Elena esfregou os olhos, ainda sonolenta, tentando se acostumar com a luz vinda do lado de fora e da vela presa no castiçal trazido pela criada. Pouco a pouco móveis de mogno e carvalho ficavam mais nítidos, como um grande armário no canto esquerdo — perto da porta —, e uma penteadeira próxima à cama de dossel.

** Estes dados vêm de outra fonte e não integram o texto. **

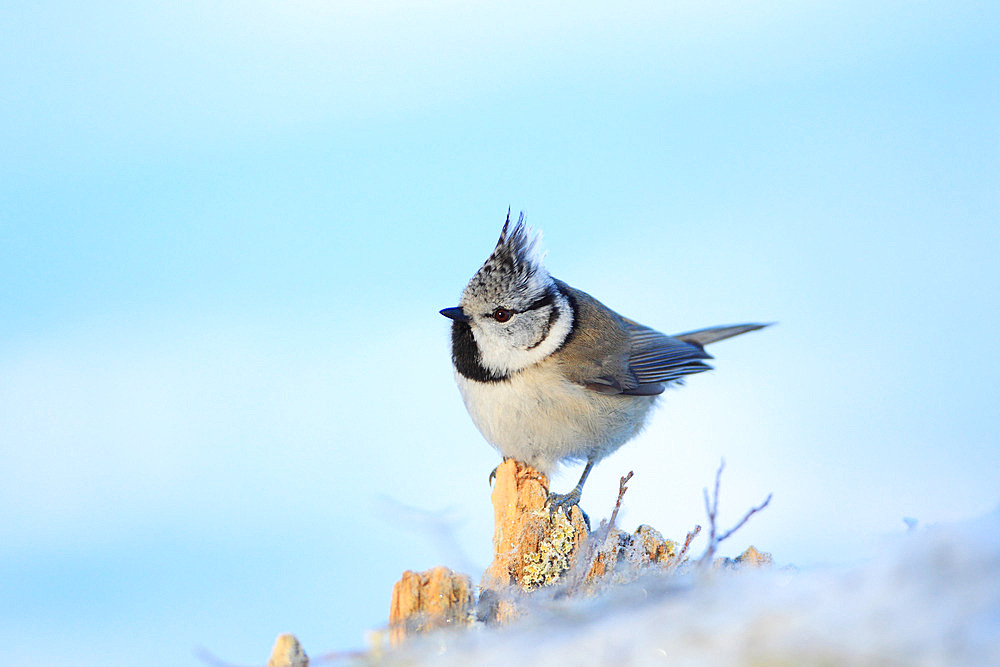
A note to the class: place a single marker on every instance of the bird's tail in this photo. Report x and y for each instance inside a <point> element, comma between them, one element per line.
<point>703,337</point>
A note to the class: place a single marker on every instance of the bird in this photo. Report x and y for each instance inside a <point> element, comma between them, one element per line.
<point>549,374</point>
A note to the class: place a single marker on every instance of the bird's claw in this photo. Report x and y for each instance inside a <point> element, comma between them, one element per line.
<point>566,502</point>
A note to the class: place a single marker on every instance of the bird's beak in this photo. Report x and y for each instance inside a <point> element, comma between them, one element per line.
<point>456,314</point>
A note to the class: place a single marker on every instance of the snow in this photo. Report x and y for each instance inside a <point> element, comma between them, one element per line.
<point>930,597</point>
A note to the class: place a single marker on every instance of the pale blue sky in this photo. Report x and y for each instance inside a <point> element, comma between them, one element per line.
<point>227,229</point>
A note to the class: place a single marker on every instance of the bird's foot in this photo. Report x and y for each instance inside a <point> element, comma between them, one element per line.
<point>566,502</point>
<point>493,473</point>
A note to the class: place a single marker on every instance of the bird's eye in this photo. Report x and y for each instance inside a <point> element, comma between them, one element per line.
<point>502,314</point>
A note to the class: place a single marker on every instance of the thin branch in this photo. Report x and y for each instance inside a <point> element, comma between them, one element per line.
<point>712,509</point>
<point>578,574</point>
<point>746,517</point>
<point>679,558</point>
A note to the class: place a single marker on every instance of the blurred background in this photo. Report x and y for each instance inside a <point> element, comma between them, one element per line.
<point>226,402</point>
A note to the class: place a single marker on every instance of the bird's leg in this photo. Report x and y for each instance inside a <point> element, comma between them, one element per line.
<point>493,473</point>
<point>567,501</point>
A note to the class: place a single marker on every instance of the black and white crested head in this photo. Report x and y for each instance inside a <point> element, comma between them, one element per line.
<point>514,272</point>
<point>516,313</point>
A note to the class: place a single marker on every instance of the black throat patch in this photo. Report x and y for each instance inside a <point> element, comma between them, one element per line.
<point>465,355</point>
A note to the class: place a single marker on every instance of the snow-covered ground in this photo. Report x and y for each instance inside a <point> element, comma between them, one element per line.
<point>931,597</point>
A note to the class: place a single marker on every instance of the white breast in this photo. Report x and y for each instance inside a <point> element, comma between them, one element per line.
<point>538,417</point>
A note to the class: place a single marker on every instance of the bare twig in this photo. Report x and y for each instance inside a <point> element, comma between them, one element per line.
<point>712,509</point>
<point>746,517</point>
<point>584,563</point>
<point>618,504</point>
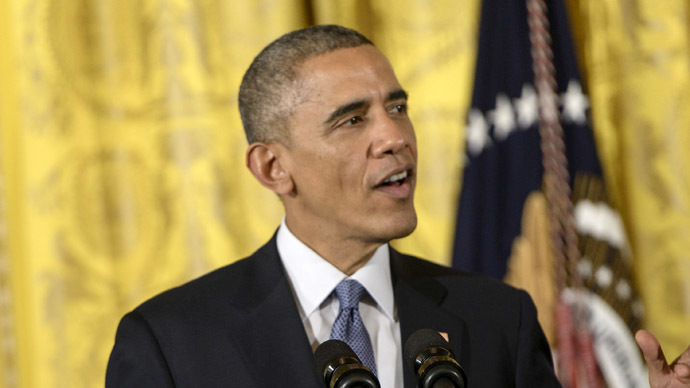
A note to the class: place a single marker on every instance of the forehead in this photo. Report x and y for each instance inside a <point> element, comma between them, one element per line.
<point>361,73</point>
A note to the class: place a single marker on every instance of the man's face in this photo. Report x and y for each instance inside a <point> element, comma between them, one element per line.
<point>352,152</point>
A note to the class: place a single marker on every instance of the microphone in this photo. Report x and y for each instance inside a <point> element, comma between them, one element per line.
<point>339,367</point>
<point>433,362</point>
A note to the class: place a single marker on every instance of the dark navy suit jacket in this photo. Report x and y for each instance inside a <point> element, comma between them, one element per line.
<point>239,327</point>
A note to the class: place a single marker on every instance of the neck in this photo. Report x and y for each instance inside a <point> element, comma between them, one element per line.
<point>345,253</point>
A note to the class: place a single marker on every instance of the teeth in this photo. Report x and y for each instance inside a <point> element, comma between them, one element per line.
<point>396,177</point>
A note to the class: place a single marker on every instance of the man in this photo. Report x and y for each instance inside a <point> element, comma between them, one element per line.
<point>328,129</point>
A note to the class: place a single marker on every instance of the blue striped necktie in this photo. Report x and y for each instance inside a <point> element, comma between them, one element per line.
<point>348,326</point>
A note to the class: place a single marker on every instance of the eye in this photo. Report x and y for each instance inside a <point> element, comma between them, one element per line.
<point>353,120</point>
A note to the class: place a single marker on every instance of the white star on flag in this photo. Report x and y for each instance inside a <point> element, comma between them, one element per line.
<point>527,107</point>
<point>477,133</point>
<point>503,117</point>
<point>575,103</point>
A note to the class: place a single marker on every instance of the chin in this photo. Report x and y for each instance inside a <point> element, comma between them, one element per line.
<point>399,227</point>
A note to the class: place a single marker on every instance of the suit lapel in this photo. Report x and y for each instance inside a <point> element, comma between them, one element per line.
<point>272,335</point>
<point>420,298</point>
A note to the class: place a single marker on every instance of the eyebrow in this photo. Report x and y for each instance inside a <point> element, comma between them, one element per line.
<point>354,105</point>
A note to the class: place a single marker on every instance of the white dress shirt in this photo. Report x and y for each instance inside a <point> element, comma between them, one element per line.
<point>313,280</point>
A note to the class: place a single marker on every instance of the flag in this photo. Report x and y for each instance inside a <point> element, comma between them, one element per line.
<point>504,225</point>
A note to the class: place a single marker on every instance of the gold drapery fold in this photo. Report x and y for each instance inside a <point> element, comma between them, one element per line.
<point>636,61</point>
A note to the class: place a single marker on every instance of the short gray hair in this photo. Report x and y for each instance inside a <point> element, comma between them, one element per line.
<point>272,75</point>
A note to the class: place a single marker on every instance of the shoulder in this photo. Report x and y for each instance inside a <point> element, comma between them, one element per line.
<point>415,270</point>
<point>480,300</point>
<point>228,287</point>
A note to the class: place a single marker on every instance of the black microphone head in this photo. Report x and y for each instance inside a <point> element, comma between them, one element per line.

O ambiente era amplo. O chão era feito de madeira polida, coberto por tapetes luxuosos vindos dos mais vários reinos vizinhos à Farnóia. Um lustre de cristal pendia do teto, talhado com detalhes em ouro — tal qual a colcha bordada à mão revirada sobre a cama e as cortinas nas janelas.
Elena sentou-se na beirada da cama, os pés descalços tocaram o tecido macio de um dos tapetes, fazendo ela arfar baixinho. Logo seus olhos vagaram para mesa de cabeceira, onde alguns livros permaneciam intocados há bastante tempo. Perto dela, Merilda segurava uma tigela de prata com pequenos bordados feitos a ouro e cheia de água límpida, exalando um frescor de rosas tão doce quanto enjoativo.
— Pensei ter pedido para trocarem a fragrância de rosas por algo mais suave — disse ela, a quiçá de um cumprimento.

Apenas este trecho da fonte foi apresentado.